The LORD’s Perfect Law
We are not under bondage to sin; nor are we under bondage to the Law. Can we sin freely and openly disregarding the law? No. Does forcing the observance of the law upon myself and others make me more righteous? No.
The freedom of bondage from both sin and law presents a struggle since the sinner saved by grace has been changed, that is, he has been made alive in Christ; nevertheless, he is not yet glorified. The struggle exists because it keeps us at the Cross of Christ; it presses us to trust in and depend upon the Master, leaning upon His everlasting arms. We will examine more of that reality in the articles to come through the remainder of Romans 7.
“The law of the LORD is perfect, converting the soul” (Psalm 19:7).
The law comes from God and is perfect, good and holy. Because we are justified by faith in Jesus Christ, and because His righteousness is imputed unto us while our sin is imputed unto Him, then we understand that the law does not convert us; that comes by the regenerating work of the Holy Spirit through the preaching of the Gospel. Because the law cannot be observed and obeyed by fallen man, because the law exposes our sin, we can receive the Gospel as the good news it is intended to be.
Even for those who have not studied the law, as the Jews had, when the Gospel is preached, they must ask, “Why did the God become a Man, sending His Son, Jesus Christ, to earth? Why did He leave His celestial glory to die upon a Roman cross?”
What do we know from what we have learned in this series of articles thus far? One of the things we have learned is that no man can meet the standard of righteousness expressed in the law. When the law of God is expressed, sin is exposed, and the Holy Spirit convicts the sinner of sin, being unable to fulfill the law in our flesh. The Spirit also convicts the sinner of righteousness; that Jesus Christ, the righteous Son, is the only One that is perfectly and sufficiently righteous to keep the Law, and thus becomes the eternal and sufficient sacrifice according to God’s eternal decree. The Holy Spirit also convicts the sinner of judgment; that God’s divine justice was poured out upon Jesus Christ as the substitutionary Sacrifice, and for those who have believed upon Christ and placed their trust and dependence upon Him as Lord and Savior, and are declared by God to be justified before Him. And for those who do not receive God’s gracious gift in His one and only Son, they receive the judgment of God’s holy wrath deservedly for their unrepentant sin.

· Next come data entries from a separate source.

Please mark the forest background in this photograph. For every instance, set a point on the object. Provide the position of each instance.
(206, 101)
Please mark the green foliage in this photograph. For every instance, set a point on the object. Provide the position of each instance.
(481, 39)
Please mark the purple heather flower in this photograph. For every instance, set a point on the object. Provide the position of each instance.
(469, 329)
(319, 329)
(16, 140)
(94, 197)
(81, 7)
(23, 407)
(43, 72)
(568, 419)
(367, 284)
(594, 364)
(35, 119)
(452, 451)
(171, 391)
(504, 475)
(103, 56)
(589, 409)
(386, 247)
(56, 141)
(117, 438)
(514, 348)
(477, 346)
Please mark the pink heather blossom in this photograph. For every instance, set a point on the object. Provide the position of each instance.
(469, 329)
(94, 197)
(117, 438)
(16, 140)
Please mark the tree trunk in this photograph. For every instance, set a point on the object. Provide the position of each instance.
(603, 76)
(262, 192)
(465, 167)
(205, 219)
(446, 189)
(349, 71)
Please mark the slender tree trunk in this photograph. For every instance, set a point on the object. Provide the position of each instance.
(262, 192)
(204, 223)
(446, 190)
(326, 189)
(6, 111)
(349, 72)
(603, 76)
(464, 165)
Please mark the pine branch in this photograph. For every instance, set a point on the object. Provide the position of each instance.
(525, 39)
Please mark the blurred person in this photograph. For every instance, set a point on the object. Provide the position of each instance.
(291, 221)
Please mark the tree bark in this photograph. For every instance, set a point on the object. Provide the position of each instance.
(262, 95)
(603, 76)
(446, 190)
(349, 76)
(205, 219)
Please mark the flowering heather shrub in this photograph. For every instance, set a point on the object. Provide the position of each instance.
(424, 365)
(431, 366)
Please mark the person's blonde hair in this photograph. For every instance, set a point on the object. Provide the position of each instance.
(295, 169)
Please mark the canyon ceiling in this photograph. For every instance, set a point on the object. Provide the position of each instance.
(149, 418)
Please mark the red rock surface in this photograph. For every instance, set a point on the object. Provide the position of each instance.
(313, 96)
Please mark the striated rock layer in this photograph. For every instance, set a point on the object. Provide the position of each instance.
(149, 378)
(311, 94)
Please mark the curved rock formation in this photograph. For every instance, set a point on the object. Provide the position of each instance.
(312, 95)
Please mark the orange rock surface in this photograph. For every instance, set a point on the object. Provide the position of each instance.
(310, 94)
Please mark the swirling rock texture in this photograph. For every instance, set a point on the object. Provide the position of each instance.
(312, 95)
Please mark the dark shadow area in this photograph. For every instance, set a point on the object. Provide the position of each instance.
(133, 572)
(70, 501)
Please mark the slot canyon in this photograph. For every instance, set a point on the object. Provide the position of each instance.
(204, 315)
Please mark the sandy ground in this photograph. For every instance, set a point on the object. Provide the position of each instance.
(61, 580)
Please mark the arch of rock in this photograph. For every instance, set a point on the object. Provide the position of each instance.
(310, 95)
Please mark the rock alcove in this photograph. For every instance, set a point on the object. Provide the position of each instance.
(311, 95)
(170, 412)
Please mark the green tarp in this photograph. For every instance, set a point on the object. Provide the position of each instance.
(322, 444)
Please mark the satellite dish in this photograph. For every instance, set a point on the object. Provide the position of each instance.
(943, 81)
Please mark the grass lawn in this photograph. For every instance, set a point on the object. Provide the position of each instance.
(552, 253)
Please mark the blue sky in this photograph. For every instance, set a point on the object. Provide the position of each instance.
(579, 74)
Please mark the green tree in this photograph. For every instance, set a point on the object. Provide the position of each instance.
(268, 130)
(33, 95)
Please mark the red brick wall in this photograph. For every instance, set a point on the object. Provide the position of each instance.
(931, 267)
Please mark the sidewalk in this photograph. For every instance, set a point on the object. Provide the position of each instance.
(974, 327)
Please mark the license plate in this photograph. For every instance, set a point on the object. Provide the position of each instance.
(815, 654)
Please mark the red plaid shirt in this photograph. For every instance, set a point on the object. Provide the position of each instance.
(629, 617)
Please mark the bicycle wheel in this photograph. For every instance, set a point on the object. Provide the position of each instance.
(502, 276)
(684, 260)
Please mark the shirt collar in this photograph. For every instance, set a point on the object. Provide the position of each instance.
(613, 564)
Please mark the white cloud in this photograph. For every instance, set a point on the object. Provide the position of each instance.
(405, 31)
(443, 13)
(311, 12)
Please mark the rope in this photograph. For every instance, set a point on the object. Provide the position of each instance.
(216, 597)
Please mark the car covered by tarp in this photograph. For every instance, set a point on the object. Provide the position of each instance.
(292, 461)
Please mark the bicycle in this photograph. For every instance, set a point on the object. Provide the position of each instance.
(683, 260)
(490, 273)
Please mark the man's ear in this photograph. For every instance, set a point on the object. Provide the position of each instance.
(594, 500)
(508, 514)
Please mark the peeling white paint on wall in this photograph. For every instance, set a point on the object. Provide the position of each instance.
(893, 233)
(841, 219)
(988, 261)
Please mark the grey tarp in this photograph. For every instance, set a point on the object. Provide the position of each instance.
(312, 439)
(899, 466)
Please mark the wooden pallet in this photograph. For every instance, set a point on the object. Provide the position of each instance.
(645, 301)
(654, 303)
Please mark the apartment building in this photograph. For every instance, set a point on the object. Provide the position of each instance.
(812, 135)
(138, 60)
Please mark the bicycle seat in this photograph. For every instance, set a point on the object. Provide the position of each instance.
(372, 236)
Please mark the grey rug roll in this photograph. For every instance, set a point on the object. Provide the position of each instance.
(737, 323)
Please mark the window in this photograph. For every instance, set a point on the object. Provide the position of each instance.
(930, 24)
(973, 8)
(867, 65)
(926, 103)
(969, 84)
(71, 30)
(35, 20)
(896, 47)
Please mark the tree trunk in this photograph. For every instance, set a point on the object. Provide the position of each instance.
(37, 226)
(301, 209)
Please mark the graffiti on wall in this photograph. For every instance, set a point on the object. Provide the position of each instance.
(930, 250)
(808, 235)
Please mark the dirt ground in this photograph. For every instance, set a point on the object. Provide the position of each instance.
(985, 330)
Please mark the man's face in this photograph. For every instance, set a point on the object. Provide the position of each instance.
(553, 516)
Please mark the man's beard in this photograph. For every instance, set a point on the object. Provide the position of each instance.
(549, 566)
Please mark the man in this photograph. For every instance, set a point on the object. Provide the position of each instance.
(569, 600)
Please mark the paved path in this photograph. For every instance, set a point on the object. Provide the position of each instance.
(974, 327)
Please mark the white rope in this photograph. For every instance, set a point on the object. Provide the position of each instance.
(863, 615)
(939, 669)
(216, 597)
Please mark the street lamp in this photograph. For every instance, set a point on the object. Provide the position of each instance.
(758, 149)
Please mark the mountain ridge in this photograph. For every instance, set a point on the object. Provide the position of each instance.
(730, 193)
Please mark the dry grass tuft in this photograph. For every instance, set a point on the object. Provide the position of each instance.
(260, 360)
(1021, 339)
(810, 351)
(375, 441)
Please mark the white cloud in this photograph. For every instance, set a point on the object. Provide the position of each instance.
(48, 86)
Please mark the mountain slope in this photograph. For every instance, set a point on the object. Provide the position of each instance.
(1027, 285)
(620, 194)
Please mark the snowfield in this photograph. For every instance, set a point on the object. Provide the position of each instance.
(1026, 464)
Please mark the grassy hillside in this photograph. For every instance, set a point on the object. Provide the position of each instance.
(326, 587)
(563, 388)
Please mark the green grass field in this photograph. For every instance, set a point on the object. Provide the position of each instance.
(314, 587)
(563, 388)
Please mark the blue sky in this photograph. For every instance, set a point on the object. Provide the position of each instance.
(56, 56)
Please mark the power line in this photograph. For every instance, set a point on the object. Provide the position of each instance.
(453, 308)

Yet, if the law does not convert us in salvation, does this present a contradiction in what the Psalm declares? No. As the conversion of a soul takes place through the effectual calling of the Holy Spirit, the Spirit does use the law to convince the soul of sin, righteousness, and judgment. The conversion of the dead soul to that of living soul is the converting work of God. The perfect law, however, does convert the soul already made alive in Christ, however, by reflecting its holiness in and through and by Jesus Christ, the fulfillment, revelation, and expression of the law. The conversion of our soul takes place when we are being conformed, by God’s grace, to the image of Jesus Christ, being changed from glory to glory. The law in its glorious fulfillment in Christ keeps us clinging to the Cross, embracing grace, and cleaving to Christ alone because we see that the best of our righteousnesses, though saved, can never attain to the only righteous Man who ever lived, the only Jew who ever kept the law, the only Prophet who ever uttered God’s truth sinlessly, and the only Son who ever wholly obeyed His Father, Jesus Christ.
Believe upon the Lord Jesus Christ and trust in Him alone for His righteousness and His sufficient sacrifice upon Calvary’s tree.